A couple of questions about arrays and slices

Wed Jun 21 04:52:06 UTC 2023

On Tuesday, June 20, 2023 8:09:26 PM MDT Cecil Ward via Digitalmars-d-learn 
wrote:
> First is an easy one:
>
> 1.) I have a large array and a sub-slice which I want to set up
> to be pointing into a sub-range of it. What do I write if I know
> the start and end indices ? Concerned about an off-by-one error,
> I have start_index and past_end_index (exclusive).

When slicing, the end index is exclusive. e.g.

    auto a = "0123456789abcdef";
    assert(a[3 .. 8] == "34567");

As a consequence of that, the end index minus the start index is the length
of the resulting slice. It also means that $ always refers to one past the
end of the array.

> 2.) I have a dynamic array and I wish to preinitialise its alloc
> cell to be a certain large size so that I don’t need to
> reallocate often initially. I tell myself that I can set the
> .length property. Is that true?

Well, dynamic arrays have a length and a capacity. The length is the actual
length of the slice that you're operating on. e.g.

auto a = new int[](100);
assert(a.length == 100);

or

int[] a;
a.length = 100;
assert(a.length == 100);

However, the underlying memory that the dynamic array is a slice of will
generally be larger than the length of the array - in part because of how
the allocator works and in part so that appending to the array will be more
efficient. So, you can see how much space the dynamic array has to grow
before it has to be reallocated when appending to it by using the capacity
property. E.G. When I run this on my system

auto a = new int[](100);
writeln(a.length);
writeln(a.capacity);

I get

100
127

This means that I could append 27 more elements to the array (or otherwise
increase its length by up to 27 elements) without needing a reallocation.
But if the array tries to grow beyond that, then the GC will allocate a new
block of memory, copy the elements over to that, and adjust the slice to
point to the new block of memory (of course leaving any other slices
pointing to the old block of memory).

One thing to note about that is that a dynamic array can only have a
capacity that's larger than its length if it's the furthest slice into that
block of memory, and no other slices have gone further into it (since it's
only safe for the runtime to allow you to append to a dynamic array in-place
when no other dynamic array can possibly refer to the memory after the array
that you're trying to append to). If the dynamic array is not at the end,
then it ends up with a capacity of 0. E.G.

auto a = new int[](100);
auto b = a[0 .. $ - 1];
assert(b.length == 99);
assert(b.capacity == 0);

So, capacity is a bit more complex than the max length that the array could
grow to without needing a reallocation, but you can use it see if appending
to a dynamic array will result in a reallocation.

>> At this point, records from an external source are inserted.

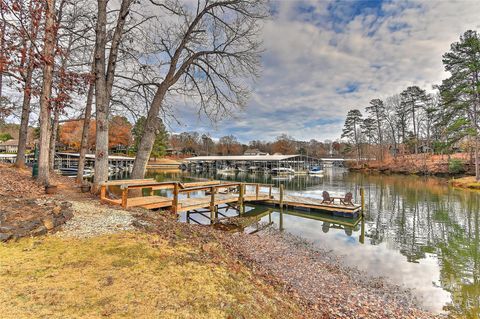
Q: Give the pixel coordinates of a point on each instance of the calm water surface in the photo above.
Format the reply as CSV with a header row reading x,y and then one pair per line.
x,y
419,232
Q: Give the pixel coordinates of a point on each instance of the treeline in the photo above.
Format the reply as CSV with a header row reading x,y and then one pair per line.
x,y
127,57
415,121
193,143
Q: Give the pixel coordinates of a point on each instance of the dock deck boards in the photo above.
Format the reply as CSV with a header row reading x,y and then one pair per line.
x,y
199,202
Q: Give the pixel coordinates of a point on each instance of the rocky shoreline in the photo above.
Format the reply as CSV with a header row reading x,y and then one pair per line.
x,y
317,281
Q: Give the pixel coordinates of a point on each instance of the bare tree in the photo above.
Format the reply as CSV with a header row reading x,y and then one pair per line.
x,y
48,58
22,22
212,48
104,78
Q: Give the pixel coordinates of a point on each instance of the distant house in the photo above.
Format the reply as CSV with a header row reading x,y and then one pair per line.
x,y
254,151
425,149
10,146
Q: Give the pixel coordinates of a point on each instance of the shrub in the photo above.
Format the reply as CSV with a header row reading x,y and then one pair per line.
x,y
456,166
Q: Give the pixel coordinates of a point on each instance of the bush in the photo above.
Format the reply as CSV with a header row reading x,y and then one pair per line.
x,y
5,137
456,166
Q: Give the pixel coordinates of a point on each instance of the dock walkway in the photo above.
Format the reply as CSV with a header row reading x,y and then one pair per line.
x,y
208,196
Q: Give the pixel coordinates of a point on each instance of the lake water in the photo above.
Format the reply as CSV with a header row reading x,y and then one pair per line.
x,y
419,233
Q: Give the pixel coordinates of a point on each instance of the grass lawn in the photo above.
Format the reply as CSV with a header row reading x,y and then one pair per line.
x,y
133,275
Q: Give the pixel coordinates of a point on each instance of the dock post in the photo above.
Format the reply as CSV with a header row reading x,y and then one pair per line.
x,y
240,198
362,197
362,231
175,198
124,196
103,191
212,204
281,195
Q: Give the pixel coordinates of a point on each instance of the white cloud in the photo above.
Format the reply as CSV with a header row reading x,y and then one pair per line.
x,y
313,55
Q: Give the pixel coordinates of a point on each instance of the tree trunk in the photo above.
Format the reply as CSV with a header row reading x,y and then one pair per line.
x,y
148,137
477,168
23,134
86,128
48,57
53,137
101,100
104,76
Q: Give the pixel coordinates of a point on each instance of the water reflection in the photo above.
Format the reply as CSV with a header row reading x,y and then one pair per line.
x,y
418,232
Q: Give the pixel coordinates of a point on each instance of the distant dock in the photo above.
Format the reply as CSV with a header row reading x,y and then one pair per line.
x,y
205,197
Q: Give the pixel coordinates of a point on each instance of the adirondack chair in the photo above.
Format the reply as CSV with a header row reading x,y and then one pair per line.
x,y
347,200
326,198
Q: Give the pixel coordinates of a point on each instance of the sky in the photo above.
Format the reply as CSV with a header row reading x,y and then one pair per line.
x,y
323,58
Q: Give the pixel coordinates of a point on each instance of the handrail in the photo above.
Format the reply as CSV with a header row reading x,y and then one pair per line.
x,y
208,187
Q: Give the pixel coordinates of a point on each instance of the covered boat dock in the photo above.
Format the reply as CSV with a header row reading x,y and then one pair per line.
x,y
297,162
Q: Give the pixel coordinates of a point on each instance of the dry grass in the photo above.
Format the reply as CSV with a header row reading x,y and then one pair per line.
x,y
130,275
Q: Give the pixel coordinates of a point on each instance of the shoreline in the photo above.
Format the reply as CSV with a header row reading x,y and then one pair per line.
x,y
294,278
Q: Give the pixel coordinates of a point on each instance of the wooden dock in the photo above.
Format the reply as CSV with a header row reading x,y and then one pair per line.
x,y
207,196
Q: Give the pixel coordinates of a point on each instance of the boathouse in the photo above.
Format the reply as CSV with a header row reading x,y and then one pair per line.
x,y
297,162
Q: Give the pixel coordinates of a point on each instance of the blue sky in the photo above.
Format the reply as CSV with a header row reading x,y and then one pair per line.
x,y
323,58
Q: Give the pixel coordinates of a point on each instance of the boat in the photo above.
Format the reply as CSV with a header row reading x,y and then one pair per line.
x,y
282,171
72,171
226,170
315,171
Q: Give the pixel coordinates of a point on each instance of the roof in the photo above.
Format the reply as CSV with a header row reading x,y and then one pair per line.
x,y
242,158
110,157
9,143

Another part of this that you of course need to remember is that dynamic
arrays can refer to memory that is not GC-allocated for dynamic arrays (be
it stack-allocated or malloc-allocated or even GC-allocated for a different
purpose), in which case, the capacity will be 0, because the underlying
memory block is not a GC-allocated memory block for dynamic arrays, and
appending anything to the array then has to result in a reallocation so that
it then does point to a GC-allocated block of memory for dynamic arrays.

If you want to create a dynamic array of a specific length while also
ensuring that that there is at least a specific amount of memory in the
underlying memory block for it to grow into, then you need the reserve
function. It allows you to tell the GC how much memory you would like to be
allocated underneath the hood. E.G.

int[] a;
a.reserve(500);
assert(a.length == 0);
writeln(a.capacity);

prints 511 on my system.

https://dlang.org/spec/arrays.html#capacity-reserve

All that being said, if you're trying to minimize reallocations when
appending to a dynamic array, you should consider using
https://dlang.org/phobos/std_array.html#Appender since it has some other
tricks to make it so that it queries the GC less and speeds the whole
process up. But the basic idea of reserving capacity is the same, and when
you're done appending, you get a normal dynamic array out of the deal.

> 2a.) And what happens when the cell is extended, is the remainder
> zero-filled or remaining full of garbage, or is the size of the
> alloc cell something separate from the dynamic array’s knowledge
> of the number of valid elements in it ?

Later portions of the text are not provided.